Abstract: Interactive grasping from clutter, akin to human dexterity, is one of the longest-standing problems in robot learning.
Challenges stem from the intricacies of visual perception, the demand of precise motor skills, and the complex interplay between the two.
In this work, we present Teacher-Augmented Policy Gradient (TAPG), a novel two-stage learning framework that synergizes reinforcement learning (RL) and policy distillation.
After training a privileged teacher policy to master the motor control, TAPG facilitates guided, yet adaptive, learning of a sensorimotor policy, enabling it to navigate the intricacies of new observation space.
We demostrate this ability by integrating TAPG with a promptable segmentation model.
Our trained policies adeptly grasp a wide variety of objects from cluttered scenarios in simulation and the real-world based on human-understandble prompts.

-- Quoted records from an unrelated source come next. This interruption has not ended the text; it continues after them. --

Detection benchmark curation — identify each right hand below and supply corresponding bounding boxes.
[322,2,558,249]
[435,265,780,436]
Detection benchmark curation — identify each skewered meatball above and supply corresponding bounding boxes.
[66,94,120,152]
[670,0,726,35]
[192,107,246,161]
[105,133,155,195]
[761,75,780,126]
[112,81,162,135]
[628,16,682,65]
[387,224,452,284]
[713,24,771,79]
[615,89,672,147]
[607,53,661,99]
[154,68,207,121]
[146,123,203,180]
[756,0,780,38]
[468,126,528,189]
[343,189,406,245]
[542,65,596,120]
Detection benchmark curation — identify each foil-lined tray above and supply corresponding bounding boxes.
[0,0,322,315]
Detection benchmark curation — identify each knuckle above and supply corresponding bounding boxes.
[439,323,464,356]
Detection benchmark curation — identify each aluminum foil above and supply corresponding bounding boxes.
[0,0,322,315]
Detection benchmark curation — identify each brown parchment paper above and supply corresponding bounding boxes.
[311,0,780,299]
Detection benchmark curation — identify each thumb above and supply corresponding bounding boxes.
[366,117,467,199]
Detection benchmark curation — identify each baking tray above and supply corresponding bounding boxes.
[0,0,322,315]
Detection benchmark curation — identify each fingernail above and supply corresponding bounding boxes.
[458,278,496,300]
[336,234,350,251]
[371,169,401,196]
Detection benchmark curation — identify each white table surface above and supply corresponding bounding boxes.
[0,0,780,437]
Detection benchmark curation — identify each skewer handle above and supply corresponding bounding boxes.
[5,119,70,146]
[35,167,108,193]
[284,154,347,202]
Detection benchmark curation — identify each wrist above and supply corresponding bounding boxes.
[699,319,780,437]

Furthermore, we show robust zero-shot transfer to novel objects.
Teacher policy on unseen objects
The privileged teacher policy is trained from simulator-state information about the objects, specifically their oriented bounding boxes.
While this leads to efficient learning of the task, the policy does not account for the perception pipeline used during deployment.
Real-world deployment of TAPG policy on unseen objects
TAPG adapts the behaviors of the teacher to improve the visibility of the object, leading to a real-world deployable policy.